When an SBOMSyft event was processed before the owning Pod had populated ImageToContainerData — either during the startup race (initial SBOM list paged before the pod informer warmed up) or unconditionally when ServiceDiscovery.Enabled == false — the operator dispatched a TypeScanImages command with Wlid="". kubevuln then ran the scan but its if workload.Wlid != "" guard silently dropped the result from the platform CVE submission path. No log above info was emitted, so the lost attribution was invisible to operators.

This PR closes the race at the source: empty Wlid is now a validation failure, and SBOMs that hit it are parked and retried with bounded exponential backoff rather than dispatched as malformed scans.

Changes

operator/watcher/watchhandler.go

  • Added ErrMissingWlid (alias of existing ErrMissingWLID) for the new validation branch.
  • Added sbomRetryAttempts maps.SafeMap[string, int] to track per-SBOM retry counts.

operator/watcher/sbomwatcher.go

  • validateContainerData now returns ErrMissingWlid when Wlid == "".
  • HandleSBOMEvents treats ErrMissingWlid as transient: re-enqueues the SBOM after a delay that doubles each attempt (2s → 4s → 8s → … capped at 60s) for up to 5 attempts, then drops with a warning log + ErrMissingWlid on errorCh. Retry bookkeeping is cleared on success and on exhaustion to avoid leaks.
  • Backoff parameters live in package-level vars (sbomRetryInitialDelay, sbomRetryMaxDelay, sbomRetryMaxAttempts) so tests can shorten them.

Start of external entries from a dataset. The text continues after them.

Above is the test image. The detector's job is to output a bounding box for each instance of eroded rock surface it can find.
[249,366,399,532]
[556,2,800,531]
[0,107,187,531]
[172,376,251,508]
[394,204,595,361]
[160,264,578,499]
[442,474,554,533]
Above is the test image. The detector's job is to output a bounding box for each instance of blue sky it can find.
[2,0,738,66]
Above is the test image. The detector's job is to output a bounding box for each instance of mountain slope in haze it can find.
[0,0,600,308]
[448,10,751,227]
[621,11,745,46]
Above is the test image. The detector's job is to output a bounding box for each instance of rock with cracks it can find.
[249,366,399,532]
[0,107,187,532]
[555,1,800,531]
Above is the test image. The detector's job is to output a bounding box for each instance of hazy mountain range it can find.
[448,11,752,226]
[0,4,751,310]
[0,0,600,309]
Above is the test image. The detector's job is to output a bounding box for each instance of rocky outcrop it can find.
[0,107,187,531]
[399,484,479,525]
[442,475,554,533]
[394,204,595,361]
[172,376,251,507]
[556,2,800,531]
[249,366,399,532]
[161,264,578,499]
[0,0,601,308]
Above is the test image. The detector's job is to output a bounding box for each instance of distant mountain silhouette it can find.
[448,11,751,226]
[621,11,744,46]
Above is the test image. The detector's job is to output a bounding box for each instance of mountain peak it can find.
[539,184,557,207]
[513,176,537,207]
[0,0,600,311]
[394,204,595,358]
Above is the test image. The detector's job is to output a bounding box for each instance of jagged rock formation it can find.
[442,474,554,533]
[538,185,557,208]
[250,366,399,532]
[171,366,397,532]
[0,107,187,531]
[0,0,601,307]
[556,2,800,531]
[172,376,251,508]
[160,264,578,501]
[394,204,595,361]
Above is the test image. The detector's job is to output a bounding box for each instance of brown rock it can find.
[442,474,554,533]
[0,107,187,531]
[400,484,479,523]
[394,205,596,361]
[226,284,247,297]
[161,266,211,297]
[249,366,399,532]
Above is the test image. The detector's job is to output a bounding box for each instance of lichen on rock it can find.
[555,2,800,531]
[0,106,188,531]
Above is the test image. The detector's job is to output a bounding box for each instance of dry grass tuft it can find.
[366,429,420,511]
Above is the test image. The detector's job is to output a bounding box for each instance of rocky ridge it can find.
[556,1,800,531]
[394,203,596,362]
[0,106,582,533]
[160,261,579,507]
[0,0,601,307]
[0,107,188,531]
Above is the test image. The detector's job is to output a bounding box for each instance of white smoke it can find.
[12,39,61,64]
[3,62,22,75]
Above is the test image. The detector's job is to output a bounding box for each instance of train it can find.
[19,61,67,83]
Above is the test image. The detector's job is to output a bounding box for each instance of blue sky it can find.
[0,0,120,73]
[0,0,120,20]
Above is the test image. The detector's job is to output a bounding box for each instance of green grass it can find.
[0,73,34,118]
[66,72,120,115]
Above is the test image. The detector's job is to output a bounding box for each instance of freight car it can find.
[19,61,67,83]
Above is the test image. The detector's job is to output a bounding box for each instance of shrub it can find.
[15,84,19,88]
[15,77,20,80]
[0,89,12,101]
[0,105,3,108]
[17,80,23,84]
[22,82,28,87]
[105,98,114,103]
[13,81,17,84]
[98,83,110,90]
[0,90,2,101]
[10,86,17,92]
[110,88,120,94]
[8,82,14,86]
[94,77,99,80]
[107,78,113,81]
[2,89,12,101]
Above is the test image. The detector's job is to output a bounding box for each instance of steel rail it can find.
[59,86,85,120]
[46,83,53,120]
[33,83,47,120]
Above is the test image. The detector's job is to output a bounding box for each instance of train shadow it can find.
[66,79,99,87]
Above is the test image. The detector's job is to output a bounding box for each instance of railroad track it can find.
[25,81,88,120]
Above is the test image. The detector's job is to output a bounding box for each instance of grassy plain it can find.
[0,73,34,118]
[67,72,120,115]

operator/watcher/sbomwatcher_test.go

  • Updated TestHandleSBOMEvents to seed ImageToContainerData so the existing cases now assert the correct Wlid is carried on the command (the prior expectedCommands literally encoded the bug — empty Wlid on dispatched commands).
  • New TestValidateContainerData — table-driven coverage of all four validation branches, including the #378 regression case.
  • New TestSBOMRetryBackoff — verifies the doubling schedule, the maxDelay cap, and that absurd attempt counts (e.g. 64, which would overflow the shift) stay capped instead of returning a non-positive duration.
  • New TestHandleSBOMEvents_WlidArrivesLate — reproduces the race: SBOM arrives first with empty map; pod data lands mid-retry; asserts the eventual scan command carries the correct Wlid and that retry bookkeeping is cleared.
  • New TestHandleSBOMEvents_WlidNeverArrives_ExhaustsRetries — pod data never arrives; asserts retries are bounded, ErrMissingWlid is surfaced exactly once, no scan command is ever dispatched, and retry bookkeeping is cleared.

Fixes

#378

Reproduction

Verified end-to-end with a temporary repro test that uses only the pre-fix API:

Code state Repro outcome Meaning
Unfixed (fix stashed) PASS — asserts dispatched command has Wlid="" Bug reproduced: malformed scan dispatched
Fixed (this PR) FAIL — "no scan command and no error within 2s — handler is parking the event" SBOM is parked for retry instead of dispatched as malformed

The repro file was deleted after verification; the two new permanent regression tests above cover the same paths.

Test plan

  • go build ./... clean
  • go vet ./watcher/ clean
  • go test ./watcher/ -count=1 — full watcher suite green (~91s)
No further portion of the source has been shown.